University of Winnipeg Students Association president Rorie McLeod Arnould said science undergrads can easily spend $1,000 and up on textbooks, the equivalent of another 25 per cent in tuition. To help students out, UWSA runs a used-book service.
Meanwhile, the U of W bookstore began renting textbooks to students five years ago to help lessen the burden. Store manager Charmaine Trainer said U of W students saved $330,000 last year by renting at half the cost of buying.
Students are even allowed to write in their rentals.
"Students can definitely write in their rental books: They can highlight, make notes and use the book as if it were their own," Trainer said. "Once they are done with the book, we check them in as a used book in which they are resold or re-rented to the next batch of students. All we ask is that it be reusable for the next student with no water damage or torn covers."

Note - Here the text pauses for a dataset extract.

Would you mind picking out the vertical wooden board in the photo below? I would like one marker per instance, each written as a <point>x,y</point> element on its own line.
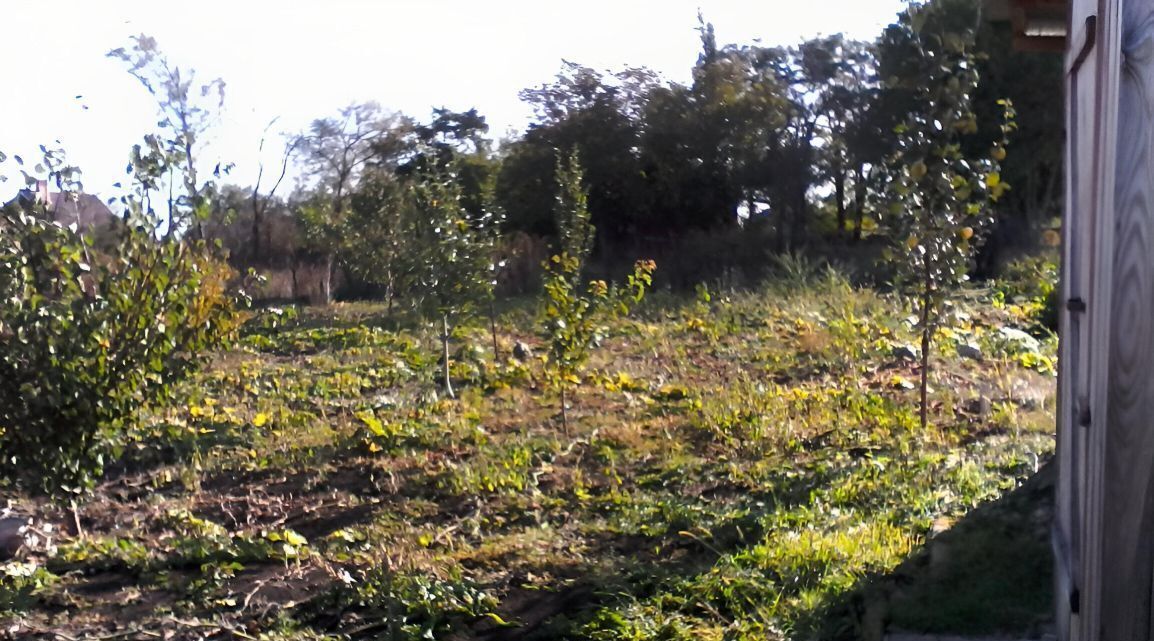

She said the number of textbooks has changed little over the decades, but there are more digital titles, which also means savings for students.
Sharon Pearce, the textbook department manager at the University of Manitoba bookstore, said today's publishers spend far more money on research and development and technology of online resources to accompany textbooks.
"We see instructors incorporating online testing and homework assignments into their courses," Pearce said. "Students are required to purchase an access code that allows them the ability to use these resources. In some cases, an ebook is included so the purchase of the hardcover text is not necessary."